Good news for you all is that I HAVE been cooking and photographing a lot behind the scenes; I just haven’t been able to actively post recipes. So look forward to my unleashing of that backlog 🙂

Today’s recipe was made when my family recently visited. One of the great things about living in D.C. is that it’s a very tourist-friendly city. So many national monuments and Smithsonian museum with no admission fees. With the Frigons staying at my place, I wanted to have an easy breakfast prepped that would feed a crowd. I (of course) also wanted to stick with a seasonal, Thanksgiving-y theme. Enter: pumpkin french toast casserole!

Is is gross to compare this to stuffing? #ThanksgivingObsessed

The beauty of this dish is that it involves very minimal hands-on time. I literally spent five minutes whipping all the ingredients together on Friday night and baked it Saturday morning. Have family coming in for the holidays? Test this one out and let me know what you think!

Recipe serves six people and is inspired by Emilie Eats.

Please tag @garlichead on Instagram so I can see your beautiful creations!
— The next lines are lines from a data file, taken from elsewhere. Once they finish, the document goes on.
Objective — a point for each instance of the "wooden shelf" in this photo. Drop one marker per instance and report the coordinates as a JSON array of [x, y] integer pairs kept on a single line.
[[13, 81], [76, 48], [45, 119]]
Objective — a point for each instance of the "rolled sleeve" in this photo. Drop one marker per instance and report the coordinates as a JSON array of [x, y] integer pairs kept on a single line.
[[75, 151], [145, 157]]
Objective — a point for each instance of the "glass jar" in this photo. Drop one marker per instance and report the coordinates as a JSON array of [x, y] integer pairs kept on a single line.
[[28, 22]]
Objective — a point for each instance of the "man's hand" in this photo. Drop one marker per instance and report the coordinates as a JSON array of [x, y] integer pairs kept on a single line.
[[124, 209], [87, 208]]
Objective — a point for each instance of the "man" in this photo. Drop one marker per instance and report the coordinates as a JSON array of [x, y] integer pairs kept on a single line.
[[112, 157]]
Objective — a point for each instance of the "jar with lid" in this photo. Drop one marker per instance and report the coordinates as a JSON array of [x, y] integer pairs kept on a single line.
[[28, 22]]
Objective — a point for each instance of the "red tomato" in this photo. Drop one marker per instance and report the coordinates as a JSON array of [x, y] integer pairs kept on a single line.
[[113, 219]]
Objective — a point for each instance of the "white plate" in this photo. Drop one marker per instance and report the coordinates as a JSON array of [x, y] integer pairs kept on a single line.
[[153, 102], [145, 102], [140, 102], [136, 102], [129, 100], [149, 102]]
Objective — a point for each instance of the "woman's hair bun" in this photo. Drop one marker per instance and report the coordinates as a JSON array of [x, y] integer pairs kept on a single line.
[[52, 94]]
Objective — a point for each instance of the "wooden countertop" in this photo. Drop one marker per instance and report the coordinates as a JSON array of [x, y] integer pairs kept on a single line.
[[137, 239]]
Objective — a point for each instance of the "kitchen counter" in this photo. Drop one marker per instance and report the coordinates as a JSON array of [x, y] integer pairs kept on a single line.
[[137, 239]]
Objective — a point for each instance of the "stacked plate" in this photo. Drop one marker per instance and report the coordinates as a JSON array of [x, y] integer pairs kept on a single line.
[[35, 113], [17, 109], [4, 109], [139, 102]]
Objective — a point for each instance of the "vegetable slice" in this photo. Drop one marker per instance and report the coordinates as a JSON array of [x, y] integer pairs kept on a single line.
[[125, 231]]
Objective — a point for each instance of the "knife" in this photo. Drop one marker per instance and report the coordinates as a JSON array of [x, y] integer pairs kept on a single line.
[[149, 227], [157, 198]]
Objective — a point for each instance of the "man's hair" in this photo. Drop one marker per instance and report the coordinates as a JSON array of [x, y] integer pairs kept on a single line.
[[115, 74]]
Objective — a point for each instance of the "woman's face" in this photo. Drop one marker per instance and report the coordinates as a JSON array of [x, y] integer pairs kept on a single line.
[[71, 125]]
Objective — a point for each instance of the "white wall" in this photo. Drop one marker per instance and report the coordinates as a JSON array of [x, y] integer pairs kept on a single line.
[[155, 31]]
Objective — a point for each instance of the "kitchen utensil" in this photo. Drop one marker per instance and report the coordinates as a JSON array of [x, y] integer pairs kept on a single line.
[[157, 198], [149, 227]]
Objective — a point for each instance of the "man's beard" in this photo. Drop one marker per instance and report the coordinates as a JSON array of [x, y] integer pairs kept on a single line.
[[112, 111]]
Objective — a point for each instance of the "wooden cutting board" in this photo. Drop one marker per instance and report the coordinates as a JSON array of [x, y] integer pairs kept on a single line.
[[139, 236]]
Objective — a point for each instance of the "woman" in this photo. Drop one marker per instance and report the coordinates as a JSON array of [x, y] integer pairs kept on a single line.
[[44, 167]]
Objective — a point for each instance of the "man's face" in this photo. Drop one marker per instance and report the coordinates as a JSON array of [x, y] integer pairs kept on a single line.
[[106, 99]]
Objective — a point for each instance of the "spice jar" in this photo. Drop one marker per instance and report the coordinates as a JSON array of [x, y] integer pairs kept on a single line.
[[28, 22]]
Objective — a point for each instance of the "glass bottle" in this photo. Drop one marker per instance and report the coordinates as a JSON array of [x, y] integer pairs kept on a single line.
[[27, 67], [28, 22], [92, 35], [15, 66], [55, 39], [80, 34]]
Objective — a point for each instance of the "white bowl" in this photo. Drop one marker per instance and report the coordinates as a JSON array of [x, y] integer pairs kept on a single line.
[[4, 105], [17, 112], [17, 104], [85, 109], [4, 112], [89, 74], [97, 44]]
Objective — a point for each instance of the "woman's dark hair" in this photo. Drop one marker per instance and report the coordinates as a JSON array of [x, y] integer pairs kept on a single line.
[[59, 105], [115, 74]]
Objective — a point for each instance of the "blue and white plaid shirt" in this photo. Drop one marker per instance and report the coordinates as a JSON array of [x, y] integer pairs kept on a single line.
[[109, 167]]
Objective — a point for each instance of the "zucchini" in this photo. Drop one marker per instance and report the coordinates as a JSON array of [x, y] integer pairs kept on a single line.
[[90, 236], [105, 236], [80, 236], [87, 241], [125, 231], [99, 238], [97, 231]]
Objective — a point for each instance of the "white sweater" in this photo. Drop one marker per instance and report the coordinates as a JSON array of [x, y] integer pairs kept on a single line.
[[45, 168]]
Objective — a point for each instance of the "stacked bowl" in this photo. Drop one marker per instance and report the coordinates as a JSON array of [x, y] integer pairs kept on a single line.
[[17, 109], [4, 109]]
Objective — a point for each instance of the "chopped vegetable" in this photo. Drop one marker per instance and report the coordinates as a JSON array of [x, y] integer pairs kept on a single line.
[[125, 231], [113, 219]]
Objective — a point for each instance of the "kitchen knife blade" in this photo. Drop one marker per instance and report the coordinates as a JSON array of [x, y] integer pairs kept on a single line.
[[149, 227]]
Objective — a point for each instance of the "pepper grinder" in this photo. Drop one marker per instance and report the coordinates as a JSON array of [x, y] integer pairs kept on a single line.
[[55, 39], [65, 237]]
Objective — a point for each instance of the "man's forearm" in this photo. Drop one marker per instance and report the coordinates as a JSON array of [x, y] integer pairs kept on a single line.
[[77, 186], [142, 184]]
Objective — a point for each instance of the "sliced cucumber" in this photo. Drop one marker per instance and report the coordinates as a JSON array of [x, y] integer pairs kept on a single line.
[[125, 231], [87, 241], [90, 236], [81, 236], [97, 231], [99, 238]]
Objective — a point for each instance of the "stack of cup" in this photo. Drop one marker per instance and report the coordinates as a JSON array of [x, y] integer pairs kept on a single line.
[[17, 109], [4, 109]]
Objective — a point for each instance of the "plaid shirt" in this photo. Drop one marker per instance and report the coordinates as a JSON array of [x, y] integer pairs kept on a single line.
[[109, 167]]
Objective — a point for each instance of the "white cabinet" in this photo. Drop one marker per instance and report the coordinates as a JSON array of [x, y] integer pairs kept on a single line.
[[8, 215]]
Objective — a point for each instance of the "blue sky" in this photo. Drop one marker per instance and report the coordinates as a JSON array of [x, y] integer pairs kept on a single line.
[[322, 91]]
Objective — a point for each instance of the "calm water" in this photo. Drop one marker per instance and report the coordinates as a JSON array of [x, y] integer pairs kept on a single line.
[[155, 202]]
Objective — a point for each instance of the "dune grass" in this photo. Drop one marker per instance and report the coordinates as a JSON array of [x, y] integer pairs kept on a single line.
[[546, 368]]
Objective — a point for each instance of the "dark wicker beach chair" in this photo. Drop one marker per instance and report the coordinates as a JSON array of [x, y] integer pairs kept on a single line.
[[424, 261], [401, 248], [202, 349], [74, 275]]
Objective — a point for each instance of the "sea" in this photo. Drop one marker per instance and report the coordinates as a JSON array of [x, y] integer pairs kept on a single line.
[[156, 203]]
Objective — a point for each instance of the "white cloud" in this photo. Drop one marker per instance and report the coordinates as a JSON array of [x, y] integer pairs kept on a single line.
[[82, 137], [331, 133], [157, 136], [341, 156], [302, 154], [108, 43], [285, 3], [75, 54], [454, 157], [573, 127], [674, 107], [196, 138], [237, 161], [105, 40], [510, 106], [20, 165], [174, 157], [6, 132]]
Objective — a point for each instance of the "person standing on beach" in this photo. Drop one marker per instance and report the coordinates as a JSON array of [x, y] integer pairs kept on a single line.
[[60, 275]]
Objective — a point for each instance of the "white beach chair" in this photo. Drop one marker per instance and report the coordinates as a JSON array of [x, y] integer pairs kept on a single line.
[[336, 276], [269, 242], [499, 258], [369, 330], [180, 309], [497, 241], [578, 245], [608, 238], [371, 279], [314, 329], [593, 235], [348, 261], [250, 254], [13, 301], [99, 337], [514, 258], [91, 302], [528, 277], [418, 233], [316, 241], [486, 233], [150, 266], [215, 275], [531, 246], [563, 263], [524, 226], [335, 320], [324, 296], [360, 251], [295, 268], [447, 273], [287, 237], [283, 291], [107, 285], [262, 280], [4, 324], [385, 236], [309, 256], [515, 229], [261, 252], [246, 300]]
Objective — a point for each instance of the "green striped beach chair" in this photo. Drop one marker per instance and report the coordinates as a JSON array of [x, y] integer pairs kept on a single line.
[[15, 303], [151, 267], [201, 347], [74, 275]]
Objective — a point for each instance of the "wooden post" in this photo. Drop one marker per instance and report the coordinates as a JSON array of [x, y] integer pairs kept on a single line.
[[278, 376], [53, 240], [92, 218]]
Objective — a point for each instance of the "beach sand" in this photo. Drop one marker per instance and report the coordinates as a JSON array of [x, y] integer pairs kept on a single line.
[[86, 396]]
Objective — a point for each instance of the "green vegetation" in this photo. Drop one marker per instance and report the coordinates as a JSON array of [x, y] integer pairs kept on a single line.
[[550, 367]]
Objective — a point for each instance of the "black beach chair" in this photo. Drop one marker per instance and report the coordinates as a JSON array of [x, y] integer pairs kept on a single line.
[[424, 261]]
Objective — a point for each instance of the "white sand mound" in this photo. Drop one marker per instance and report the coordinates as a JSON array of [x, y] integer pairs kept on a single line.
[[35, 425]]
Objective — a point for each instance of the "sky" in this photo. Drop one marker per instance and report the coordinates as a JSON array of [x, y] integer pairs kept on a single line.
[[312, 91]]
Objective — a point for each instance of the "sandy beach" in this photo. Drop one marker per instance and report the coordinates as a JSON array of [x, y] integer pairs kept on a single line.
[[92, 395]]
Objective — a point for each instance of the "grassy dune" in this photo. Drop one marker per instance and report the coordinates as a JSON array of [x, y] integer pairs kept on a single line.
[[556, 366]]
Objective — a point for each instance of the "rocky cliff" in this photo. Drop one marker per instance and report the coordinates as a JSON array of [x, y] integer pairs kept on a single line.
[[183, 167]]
  • 12 slices bread of choice (challah also works, or anything thick + crusty)
  • 1 and 1/4 cups pumpkin puree
  • 1 cup almond milk
  • 1 can coconut milk (light or full-fat)
  • 3/4 cup chia seeds or ground flax seeds
  • 1 tablespoon corn starch
  • 2 tsp vanilla extract
  • 2 tsp cinnamon
  • 1 tsp nutmeg
  • 1 tsp ground ginger
  • 1/2 cup raisins (optional)
  • 1 diced apple (optional)
  • 1/2 cup pecans (optional)


  1. Slice bread into 1/2 inch cubes. Add to a 9 x 13 inch baking dish.
  2. In a large bowl, add pumpkin, almond milk, coconut milk, chia/flax seeds, corn starch, vanilla, and spices. Stir to combine and set aside for five minutes to thicken slightly.
  3.  If using, add optional toppings to batter.
  4. Pour mixture over bread in baking dish. Stir so that all cubes are evenly coated. Using a spatula, press bread into pan slightly.
  5. Cover the pan with foil and place in the fridge overnight.
  6. The next morning, preheat the oven to 375.
  7. After removing the foil, bake for 45 minutes.
  8. Let cool for 10 minutes, then serve as desired! I like it with coconut cream or yogurt, extra pecans, and of course a hearty swig of maple syrup. I hope you enjoy!